U.S. President Donald Trump and North Korean leader Kim Jong Un may both be returning to their home countries empty-handed after failing to come to an agreement on North Korea’s denuclearization Thursday, but experts remain optimistic that they walked away from the negotiation table on good terms.

Shortly after talks began on Thursday, Kim and Trump reportedly found themselves at an impasse. Trump said during a press conference that during the talks Kim had offered to dismantle North Korea’s Yongbyon nuclear research facility in exchange for total sanctions relief, something the U.S. was not prepared to give.

“President Trump showed that he doesn’t want a deal so bad that he is willing to make a bad deal. So President Trump was absolutely right for walking away from a deal,” said David Maxwell, a Senior Fellow at The Foundation for Defense of Democracies in an interview with RFA’s Korean Service Thursday.
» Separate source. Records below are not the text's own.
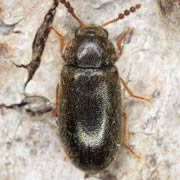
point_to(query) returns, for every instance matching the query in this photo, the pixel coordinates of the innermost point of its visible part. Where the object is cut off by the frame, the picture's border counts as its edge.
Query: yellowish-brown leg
(54, 111)
(61, 37)
(124, 137)
(121, 38)
(132, 94)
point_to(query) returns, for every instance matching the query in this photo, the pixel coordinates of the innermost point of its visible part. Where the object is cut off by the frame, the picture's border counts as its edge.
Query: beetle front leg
(55, 110)
(124, 137)
(132, 94)
(61, 37)
(121, 38)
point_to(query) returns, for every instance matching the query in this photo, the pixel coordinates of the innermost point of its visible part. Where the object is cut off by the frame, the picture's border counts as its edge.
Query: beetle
(88, 96)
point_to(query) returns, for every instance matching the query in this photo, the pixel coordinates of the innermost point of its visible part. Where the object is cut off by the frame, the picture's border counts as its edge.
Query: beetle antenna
(122, 15)
(71, 11)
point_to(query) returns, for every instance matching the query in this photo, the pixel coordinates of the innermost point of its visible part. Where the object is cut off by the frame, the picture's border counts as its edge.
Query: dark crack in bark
(39, 43)
(6, 29)
(33, 105)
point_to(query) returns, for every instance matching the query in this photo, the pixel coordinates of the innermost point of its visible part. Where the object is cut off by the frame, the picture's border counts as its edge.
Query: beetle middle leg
(61, 37)
(121, 38)
(132, 94)
(55, 110)
(124, 137)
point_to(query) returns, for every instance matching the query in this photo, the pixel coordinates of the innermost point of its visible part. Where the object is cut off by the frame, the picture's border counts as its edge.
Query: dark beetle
(90, 111)
(89, 101)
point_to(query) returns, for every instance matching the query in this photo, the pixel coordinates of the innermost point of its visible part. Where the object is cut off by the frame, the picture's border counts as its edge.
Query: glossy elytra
(89, 96)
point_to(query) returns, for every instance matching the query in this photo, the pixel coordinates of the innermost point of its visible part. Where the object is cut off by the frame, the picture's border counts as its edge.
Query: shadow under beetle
(88, 97)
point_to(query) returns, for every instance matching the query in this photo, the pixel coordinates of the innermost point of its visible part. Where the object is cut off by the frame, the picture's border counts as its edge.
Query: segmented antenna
(122, 15)
(71, 11)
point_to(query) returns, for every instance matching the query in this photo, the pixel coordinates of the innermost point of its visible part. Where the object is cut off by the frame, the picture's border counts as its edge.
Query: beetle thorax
(90, 48)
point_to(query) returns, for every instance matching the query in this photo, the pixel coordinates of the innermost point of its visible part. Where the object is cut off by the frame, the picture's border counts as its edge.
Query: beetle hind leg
(54, 112)
(132, 94)
(124, 138)
(121, 38)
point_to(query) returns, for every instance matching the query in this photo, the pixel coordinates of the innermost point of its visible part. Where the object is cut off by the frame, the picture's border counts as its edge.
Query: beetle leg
(54, 111)
(61, 37)
(132, 94)
(121, 38)
(124, 137)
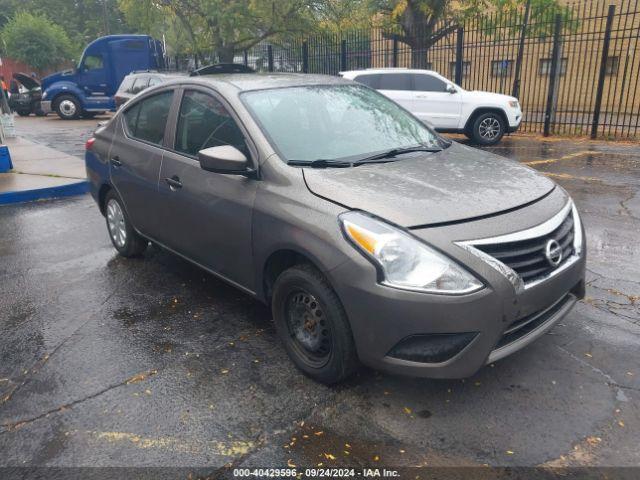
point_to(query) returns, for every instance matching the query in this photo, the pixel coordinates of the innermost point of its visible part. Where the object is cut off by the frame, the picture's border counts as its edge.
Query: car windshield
(337, 122)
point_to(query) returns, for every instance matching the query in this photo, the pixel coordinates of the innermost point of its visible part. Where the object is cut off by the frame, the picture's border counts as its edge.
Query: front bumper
(382, 318)
(45, 106)
(515, 120)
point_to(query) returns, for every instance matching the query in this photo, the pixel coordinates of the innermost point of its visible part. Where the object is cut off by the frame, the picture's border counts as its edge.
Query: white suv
(483, 116)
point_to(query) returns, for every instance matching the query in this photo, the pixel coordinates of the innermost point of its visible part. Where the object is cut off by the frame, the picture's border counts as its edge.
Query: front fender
(63, 87)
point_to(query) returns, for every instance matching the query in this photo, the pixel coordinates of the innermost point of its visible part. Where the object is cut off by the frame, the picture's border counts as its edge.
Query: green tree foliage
(422, 23)
(36, 41)
(222, 28)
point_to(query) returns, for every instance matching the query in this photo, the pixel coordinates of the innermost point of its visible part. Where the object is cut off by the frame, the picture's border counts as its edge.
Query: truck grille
(527, 257)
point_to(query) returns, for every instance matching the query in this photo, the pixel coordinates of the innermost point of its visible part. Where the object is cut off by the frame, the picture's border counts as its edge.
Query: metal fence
(576, 71)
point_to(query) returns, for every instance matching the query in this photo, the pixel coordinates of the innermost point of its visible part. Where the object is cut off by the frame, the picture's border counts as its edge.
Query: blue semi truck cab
(89, 89)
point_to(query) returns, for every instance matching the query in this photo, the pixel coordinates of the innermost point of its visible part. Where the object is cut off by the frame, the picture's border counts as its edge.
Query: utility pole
(105, 16)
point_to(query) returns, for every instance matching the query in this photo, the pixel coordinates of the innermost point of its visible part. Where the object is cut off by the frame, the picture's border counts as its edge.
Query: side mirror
(428, 123)
(223, 159)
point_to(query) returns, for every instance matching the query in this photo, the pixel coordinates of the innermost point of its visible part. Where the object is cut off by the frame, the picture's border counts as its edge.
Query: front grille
(522, 326)
(527, 257)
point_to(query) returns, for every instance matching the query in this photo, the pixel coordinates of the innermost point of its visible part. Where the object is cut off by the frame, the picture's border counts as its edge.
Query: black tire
(302, 293)
(67, 107)
(130, 244)
(488, 128)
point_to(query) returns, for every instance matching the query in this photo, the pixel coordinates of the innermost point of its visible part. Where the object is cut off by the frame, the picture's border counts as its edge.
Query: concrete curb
(22, 196)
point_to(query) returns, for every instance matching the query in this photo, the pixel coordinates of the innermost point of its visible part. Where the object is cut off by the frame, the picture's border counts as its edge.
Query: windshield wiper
(394, 152)
(319, 163)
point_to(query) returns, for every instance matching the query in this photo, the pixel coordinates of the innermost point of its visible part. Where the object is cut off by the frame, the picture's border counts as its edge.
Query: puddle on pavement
(315, 446)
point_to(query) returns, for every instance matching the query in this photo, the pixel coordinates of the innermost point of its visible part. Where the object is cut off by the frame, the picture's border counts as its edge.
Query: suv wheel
(67, 107)
(124, 238)
(488, 129)
(313, 325)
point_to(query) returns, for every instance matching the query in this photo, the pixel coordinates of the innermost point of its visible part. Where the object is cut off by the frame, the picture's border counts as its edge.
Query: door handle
(174, 183)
Trump’s claim has been disputed by North Korea’s Foreign Minister Ri Yong Ho, who said that Pyongyang only sought partial sanctions relief.

With both sides now pointing fingers at each other, several experts said that it is clear that the two leaders went into the summit further apart than they both realized, and this emphasized a need for more lower-level diplomatic engagement prior to a high profile summit.

“What the Hanoi outcome underscores is the critical importance of moving away from head of state summits and establishing an effective diplomatic process that empowers the U.S. and North Korean negotiating teams,” said Kelsey Davenport, the Director for Nonproliferation Policy at the Arms Control Association, during a conference call with reporters.

“Working-level talks are a much more appropriate forum for hammering out the details on concrete verifiable actions that roll back Pyongyang’s nuclear program in exchange for measured addressing of North Korea’s economic and security concerns,” she added.

Former congressman John Tierney, now the executive director of the Center for Arms Control and Non-Proliferation agreed, saying “The leaders’ role is to pull rabbits out of the hat, but technical experts and diplomats, their job is to put rabbits into the hat.”

He was critical of those who believed the president had negotiation skills sufficient enough to resolve these issues on a one-to-one basis.

“Now I think we can hope that the reality TV portion of the program is over. We can hope that the president finally allows those experienced technocrats and diplomats to get to work with their counterparts from North Korea, and work toward a process to build trust with some incremental, reciprocal actions that would lead to a desired result,” he added

The level of disappointment is high among many experts, but some have said that the outcome was not a disaster and said that Trump and Kim did not burn any personal bridges between them, indicating that negotiations could be ongoing.

“The silver lining, I think, from not getting this joint statement, I would say, look at the last sentence of that White House statement that said no agreement was reached at this time, but their respective teams look forward to meeting in the future,” said Richard Johnson, a Senior Director at the Nuclear Threat Initiative.

Erica Fein from the Washington-based Win Without War advocacy coalition also felt that a continuation in negotiations was likely.

“We’ve got to take the long view here. There are always setbacks in diplomacy and that is clearly what this is, but I’m optimistic that the door is still open,” she said.

“It will take a lot of skill from those invested in a better outcome, like [South Korean] President Moon Jae-In, and South Korean and U.S. civil society to make this a priority for,” said Fein.

But there are some who doubt a deal will ever be reached.

“I think the prospect for successful negotiation in the future is not so high,” said Sue Mi Terry of the Center for Strategic and International Studies.

“How do you [continue] from here? We don’t even have [an] agreed upon definition of denuclearization, we don’t have [an] agreed timeline, [or an] agreed road map,” she said.

“Kim and Trump met at highest level. I don’t think it’ going be easy.”